Thank You

2:35 AM

I miss him more than I like to admit and it's only been a week. I flew to my parents house on Saturday, cried Sunday night, though those tears weren't for him, and somehow I’m back home and it’s Saturday again. I stare at the ceiling. The only light comes from the glow of the streetlamps outside my window. It’s quiet. My body’s tired but my mind fights to stay awake, it's way of telling me I have more work to do, which is never good.

Every night is the same. I unplug my electronics and hide my clocks. I hate the harshness of red LED lights displaying digital numbers on TV control boxes and the flashing white beacon that emanates from closed laptops. And analogue clocks tick. They make me count, tick, one, tick, two, tick, three...keeping me up converting seconds to minutes, minutes to hours. The first time I told him about my routine he laughed and called me Captain Hook. I should have been angry, had it been anyone else I would have, but there was something about the way he said it with that smile. So, I let it go. That’s how I knew I was in for trouble. I don’t let things go, not that easy.

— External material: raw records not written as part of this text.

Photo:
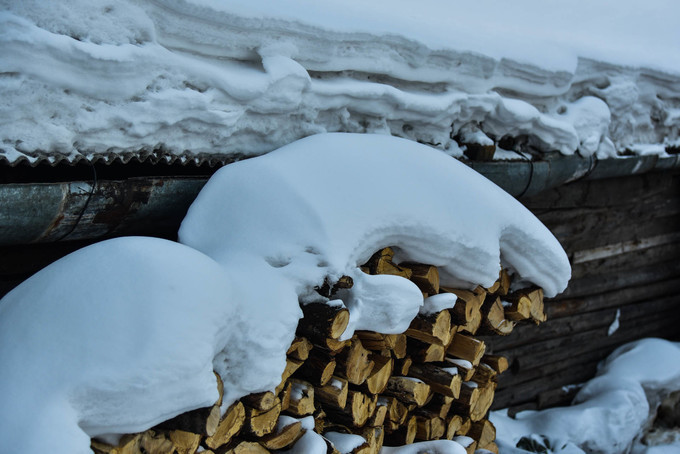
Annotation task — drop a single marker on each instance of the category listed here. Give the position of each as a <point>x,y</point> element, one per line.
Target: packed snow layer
<point>191,78</point>
<point>317,209</point>
<point>610,412</point>
<point>122,335</point>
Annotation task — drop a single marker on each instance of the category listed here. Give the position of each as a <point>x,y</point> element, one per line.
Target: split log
<point>286,433</point>
<point>518,308</point>
<point>300,348</point>
<point>322,321</point>
<point>465,367</point>
<point>467,347</point>
<point>203,421</point>
<point>480,408</point>
<point>230,425</point>
<point>260,401</point>
<point>536,306</point>
<point>497,362</point>
<point>454,423</point>
<point>301,398</point>
<point>317,369</point>
<point>375,437</point>
<point>408,390</point>
<point>381,263</point>
<point>357,411</point>
<point>433,329</point>
<point>483,431</point>
<point>439,405</point>
<point>185,442</point>
<point>247,447</point>
<point>469,395</point>
<point>426,277</point>
<point>493,317</point>
<point>467,443</point>
<point>259,423</point>
<point>444,381</point>
<point>429,426</point>
<point>395,343</point>
<point>378,416</point>
<point>354,363</point>
<point>465,427</point>
<point>402,366</point>
<point>423,352</point>
<point>149,441</point>
<point>382,370</point>
<point>334,393</point>
<point>404,435</point>
<point>484,374</point>
<point>466,312</point>
<point>284,396</point>
<point>292,365</point>
<point>396,410</point>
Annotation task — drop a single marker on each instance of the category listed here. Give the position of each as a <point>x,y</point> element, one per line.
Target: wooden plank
<point>517,389</point>
<point>525,334</point>
<point>634,276</point>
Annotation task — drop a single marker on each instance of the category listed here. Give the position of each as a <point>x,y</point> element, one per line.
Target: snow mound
<point>188,78</point>
<point>124,334</point>
<point>317,209</point>
<point>610,411</point>
<point>117,337</point>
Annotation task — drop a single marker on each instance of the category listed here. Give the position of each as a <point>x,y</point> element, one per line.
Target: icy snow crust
<point>189,78</point>
<point>610,411</point>
<point>126,333</point>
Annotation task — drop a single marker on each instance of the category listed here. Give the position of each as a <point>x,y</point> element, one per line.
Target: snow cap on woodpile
<point>122,335</point>
<point>318,208</point>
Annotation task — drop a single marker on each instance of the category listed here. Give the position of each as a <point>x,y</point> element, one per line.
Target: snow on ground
<point>196,77</point>
<point>610,412</point>
<point>126,333</point>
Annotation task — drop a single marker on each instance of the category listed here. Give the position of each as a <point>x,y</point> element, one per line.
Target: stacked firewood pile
<point>435,381</point>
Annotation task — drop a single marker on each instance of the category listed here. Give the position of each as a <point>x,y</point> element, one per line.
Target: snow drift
<point>126,333</point>
<point>610,411</point>
<point>194,78</point>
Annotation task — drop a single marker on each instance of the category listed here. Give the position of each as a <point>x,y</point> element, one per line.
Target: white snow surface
<point>126,333</point>
<point>115,338</point>
<point>317,209</point>
<point>610,412</point>
<point>189,78</point>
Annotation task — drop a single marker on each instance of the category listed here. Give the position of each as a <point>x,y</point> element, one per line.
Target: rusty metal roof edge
<point>93,210</point>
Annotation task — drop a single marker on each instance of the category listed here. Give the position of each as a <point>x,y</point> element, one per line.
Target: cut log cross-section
<point>467,348</point>
<point>408,390</point>
<point>445,381</point>
<point>334,393</point>
<point>230,425</point>
<point>323,321</point>
<point>433,329</point>
<point>426,277</point>
<point>354,363</point>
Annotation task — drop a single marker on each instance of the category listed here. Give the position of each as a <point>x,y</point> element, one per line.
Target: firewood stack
<point>435,381</point>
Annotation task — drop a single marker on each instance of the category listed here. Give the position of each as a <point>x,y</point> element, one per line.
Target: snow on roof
<point>199,78</point>
<point>126,333</point>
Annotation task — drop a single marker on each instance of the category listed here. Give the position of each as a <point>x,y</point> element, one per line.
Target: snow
<point>610,412</point>
<point>126,333</point>
<point>89,344</point>
<point>191,78</point>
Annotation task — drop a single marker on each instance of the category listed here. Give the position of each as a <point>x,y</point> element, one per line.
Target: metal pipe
<point>51,212</point>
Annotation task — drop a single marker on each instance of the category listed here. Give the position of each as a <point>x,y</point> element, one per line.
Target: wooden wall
<point>623,239</point>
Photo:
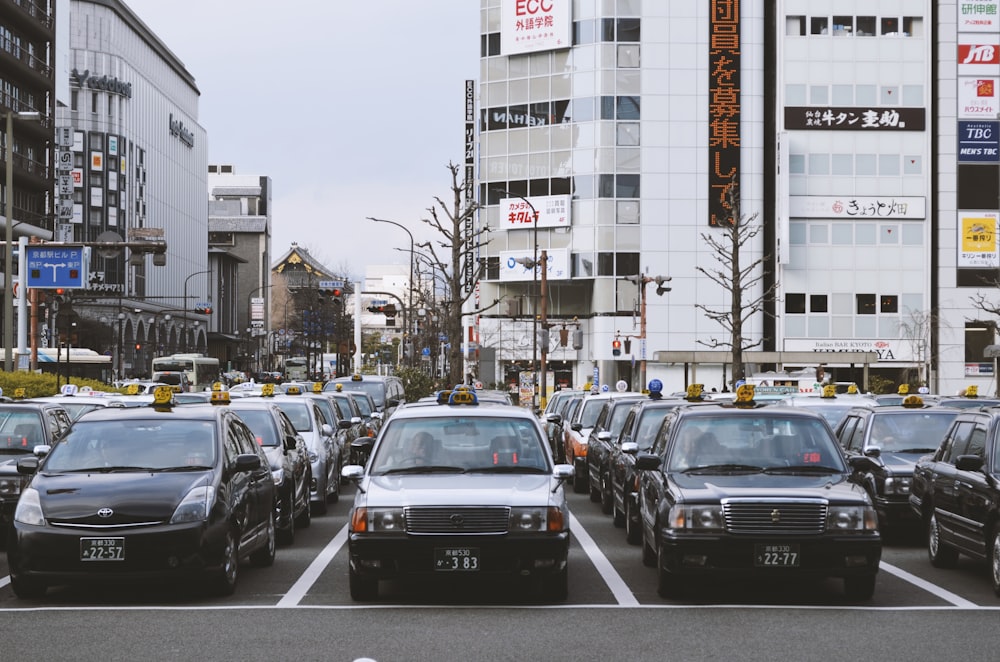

In the distance I hear someone hit their breaks hard, the screech of rubber on asphalt, a car alarm. No crash the driver must be okay. This was a normal Saturday night, thankfully luck was on the driver's side today. I can’t say others were so lucky. My eyes start to close but my thoughts multiply. Maybe lying on my side will make me more comfortable? I roll over. A dull pain radiates from my left ankle as it brushes my calf. I feel the tears. The doctor said the pain would subside in a week or so.

“You’re lucky it’s only a sprain, ” he said. Lucky wasn’t the word I’d use but that wasn’t his fault. Doctors are trained to fix physical wounds and this was more. The pain stops. I face the empty spot in bed where he used to lie and immediately regret my decision to turn over. Regret turns to sadness, sadness to anger. I wish I never met him. The thought scares me because I think I mean it.

From the moment we became ‘we’ I knew the relationship was a selfish one. He liked me for my novelty and I liked being wanted. So he stayed knowing he’d eventually leave and I stayed knowing it would hurt when he did. See, even in the beginning we were looking forward to the end, but it was the middle that made up for that. The middle when we were both so caught up in living that we didn’t leave room for anything else. That’s where the love was, at least, that’s where my love was, caught in those moments where I revealed everything. Thoughts of the things he knew about me, knows about me, are what keep me up on nights like this. Nights when it’s raining and the sound and smell of the tiny crystal droplets fill the air with something indescribable. I used to love the rain, especially at night, but he took that from me too.

He left in the rain, in the middle of the night when he thought I was asleep. I watched him get out of bed and head for the kitchen. I wanted to get up with him but something held me back. In waiting for him I fell asleep. When I woke the next morning there was a note on the bed, in the empty space that I now face, with the words THANK YOU written in familiar sloppy letters. I truly wish he’d never extended the courtesy. I would have overwhelmingly preferred that he never came home at all, that he left me for another girl, that we had a fight and he stormed out, but instead he left me with this. A note with a eight shitty written letters on it and an apartment full of his stuff which I started emptying that day, that’s how I sprained my ankle. I tripped carrying his boxes down the stairs to my car. My neighbor found me in a sprawled out on the stairway, too tired to get up, and drove me to the hospital where the doctor ensured a swift recovery.

And now here I am lying in the bed we shared, listening to the sound of the rain, staring at the empty space next to me, thinking of all the ways he fucked me over. And the saddest part is if asked me if I would do it over again if I had the chance, my answer would be a resounding yes.